Many researchers are engaged in the development of the collision avoidance systems. Models of research may be divided into three main categories: mathematical models and algorithms, soft computing (the evolutionary algorithms, neural networks, fuzzy logic, and expert systems), and a combination of all—a hybrid navigation system [
10]. The decision model, which determines the appropriate collision avoidance manoeuvre based on fuzzy logic, was introduced by several authors, among them Perera [
6], who primarily shed light on situations occurring on the high seas when a vessel is in a critical position in relation to another vessel and must perform the collision avoidance manoeuvre. The simulation was tested using MATLAB’s Fuzzy Logic Toolbox using the Mamdani fuzzy inference system. In setting rules (144 rules in total), the author specified five input parameters: the region where the target vessel is located; the relative course of the target; the level of encounter risk; the distance to the target, and the relative speed of approach. Based on these parameters, the model decided on the need to change course or speed based on COLREG rules 13, 14, and 15. In the following article [
11], they tried to solve the problem of avoiding multiple vessels by combining fuzzy logic and the graphical probability model—Bayesian networks. Later, fewer input parameters were used to find the appropriate avoidance manoeuvre for the fuzzy inference system: distance to the target vessel, azimuth, relative course, and speed of approach [
12]. Selection of the navigation strategy in traffic separation scheme, using a decision model based on a fuzzy logic algorithm was proposed by Wu [
13], who analysed the dynamic characteristics of the navigation process. With a similar fuzzy logic approach the risk of collision with static and moving objects was calculated [
14,
15]. Zhuo et al. [
16] calculated, in their model, the start time of the manoeuvre by altering the course by 30° in relation to the target vessel at 0.8 nautical miles (M).
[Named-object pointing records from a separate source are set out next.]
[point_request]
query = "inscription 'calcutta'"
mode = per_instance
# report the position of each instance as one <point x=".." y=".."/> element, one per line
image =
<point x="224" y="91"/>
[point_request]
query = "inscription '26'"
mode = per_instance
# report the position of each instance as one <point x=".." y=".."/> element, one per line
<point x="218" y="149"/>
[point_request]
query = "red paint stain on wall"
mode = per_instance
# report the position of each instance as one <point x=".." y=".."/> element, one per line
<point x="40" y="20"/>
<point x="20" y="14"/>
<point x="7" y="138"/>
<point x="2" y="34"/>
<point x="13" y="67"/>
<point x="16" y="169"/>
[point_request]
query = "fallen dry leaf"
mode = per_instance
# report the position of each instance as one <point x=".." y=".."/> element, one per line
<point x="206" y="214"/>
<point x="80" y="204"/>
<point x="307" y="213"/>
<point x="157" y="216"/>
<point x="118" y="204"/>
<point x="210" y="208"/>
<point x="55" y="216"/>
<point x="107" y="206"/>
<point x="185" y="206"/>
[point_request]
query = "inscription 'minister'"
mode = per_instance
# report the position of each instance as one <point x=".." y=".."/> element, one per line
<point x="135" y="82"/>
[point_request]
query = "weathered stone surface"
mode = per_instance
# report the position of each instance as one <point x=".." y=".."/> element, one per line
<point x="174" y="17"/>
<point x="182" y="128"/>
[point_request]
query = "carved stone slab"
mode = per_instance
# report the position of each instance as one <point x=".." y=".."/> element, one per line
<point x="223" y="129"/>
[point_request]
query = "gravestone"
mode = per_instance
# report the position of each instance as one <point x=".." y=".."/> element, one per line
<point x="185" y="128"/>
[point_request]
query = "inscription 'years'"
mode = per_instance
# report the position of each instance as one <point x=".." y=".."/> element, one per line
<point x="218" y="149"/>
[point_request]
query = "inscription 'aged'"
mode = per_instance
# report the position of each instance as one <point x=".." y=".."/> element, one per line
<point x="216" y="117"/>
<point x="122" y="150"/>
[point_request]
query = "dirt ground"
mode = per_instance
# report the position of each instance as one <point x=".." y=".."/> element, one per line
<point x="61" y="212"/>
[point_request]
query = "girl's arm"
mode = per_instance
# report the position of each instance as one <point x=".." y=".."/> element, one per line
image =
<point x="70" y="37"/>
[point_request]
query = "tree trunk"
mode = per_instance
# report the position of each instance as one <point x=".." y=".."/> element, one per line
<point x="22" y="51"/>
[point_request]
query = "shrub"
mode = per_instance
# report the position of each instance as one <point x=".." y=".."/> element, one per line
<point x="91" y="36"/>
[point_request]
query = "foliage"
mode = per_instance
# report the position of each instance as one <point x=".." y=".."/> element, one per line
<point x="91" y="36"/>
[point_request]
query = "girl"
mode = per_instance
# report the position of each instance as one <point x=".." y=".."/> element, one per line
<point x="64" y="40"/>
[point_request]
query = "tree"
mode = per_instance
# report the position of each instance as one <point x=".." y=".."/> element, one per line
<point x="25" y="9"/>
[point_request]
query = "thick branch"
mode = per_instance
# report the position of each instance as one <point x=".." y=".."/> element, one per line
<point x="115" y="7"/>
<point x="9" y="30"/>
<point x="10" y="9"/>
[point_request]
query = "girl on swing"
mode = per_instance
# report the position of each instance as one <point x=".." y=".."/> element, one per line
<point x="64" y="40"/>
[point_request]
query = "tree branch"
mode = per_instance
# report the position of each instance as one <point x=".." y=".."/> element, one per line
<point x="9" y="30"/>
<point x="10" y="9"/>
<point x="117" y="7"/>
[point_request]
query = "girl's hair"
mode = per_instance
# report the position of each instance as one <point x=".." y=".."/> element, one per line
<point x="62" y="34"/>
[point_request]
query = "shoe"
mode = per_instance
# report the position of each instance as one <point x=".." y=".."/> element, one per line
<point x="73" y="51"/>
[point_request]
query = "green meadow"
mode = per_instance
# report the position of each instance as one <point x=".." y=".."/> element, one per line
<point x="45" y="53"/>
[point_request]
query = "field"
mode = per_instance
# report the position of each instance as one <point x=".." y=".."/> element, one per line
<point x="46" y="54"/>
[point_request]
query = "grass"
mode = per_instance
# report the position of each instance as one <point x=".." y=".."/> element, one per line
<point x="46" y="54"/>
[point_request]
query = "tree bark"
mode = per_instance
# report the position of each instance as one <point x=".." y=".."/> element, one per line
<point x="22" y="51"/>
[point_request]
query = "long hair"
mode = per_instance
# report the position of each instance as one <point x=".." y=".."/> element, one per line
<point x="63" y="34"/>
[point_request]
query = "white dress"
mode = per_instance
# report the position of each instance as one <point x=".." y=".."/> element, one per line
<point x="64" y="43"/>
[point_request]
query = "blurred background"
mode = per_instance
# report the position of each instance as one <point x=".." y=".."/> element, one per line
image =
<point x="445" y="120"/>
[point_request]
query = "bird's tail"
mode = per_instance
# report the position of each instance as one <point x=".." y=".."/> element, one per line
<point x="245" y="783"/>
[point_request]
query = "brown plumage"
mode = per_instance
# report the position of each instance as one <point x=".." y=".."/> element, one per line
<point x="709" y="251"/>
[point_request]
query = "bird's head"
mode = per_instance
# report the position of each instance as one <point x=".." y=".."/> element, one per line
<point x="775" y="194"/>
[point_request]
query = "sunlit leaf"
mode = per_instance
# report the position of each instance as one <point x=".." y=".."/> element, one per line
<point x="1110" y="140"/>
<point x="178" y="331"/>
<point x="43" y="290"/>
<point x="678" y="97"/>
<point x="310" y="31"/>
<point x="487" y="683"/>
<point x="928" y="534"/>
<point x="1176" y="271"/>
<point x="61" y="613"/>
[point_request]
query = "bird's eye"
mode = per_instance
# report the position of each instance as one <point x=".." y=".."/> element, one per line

A similar approach to collision avoidance was taken by Su et al. [
17] who calculated the position of own vessel to initiate avoidance for different rudder deviations. An attempt to find the optimal avoidance path was presented by Pietrzykowski [
18], where an optimal control method was used for vessel motion: a multi-stage fuzzy control in combination with the Dijkstra algorithm for determining the shortest path. Using a combination of fuzzy logic and neural networks, Liu [
19] calculated the direction and magnitude of own vessel course change and the time at which the alteration began. In doing so, they used input parameters with different navigation situations (COLREG rules 13, 14, and 15) and the speed ratio between the own and the target vessel. The vessel’s trajectory in collision avoidance situations was also the basis for research by Szłapczyński [
20], who used the technique of evolutionary algorithms that allow the navigator to predict the trajectory of the target vessel and thus plan its manoeuvre. In a congested traffic area, this method would also allow the VTS (Vessel Traffic System) operator to coordinate the movements of all vessels. More complex hybrid systems for autonomous navigation were presented by Lee et al. [
21] and Hu [
22]. They, in addition to using fuzzy logic, also introduced a Virtual Force Field (VFF) known in the field of mobile robotics.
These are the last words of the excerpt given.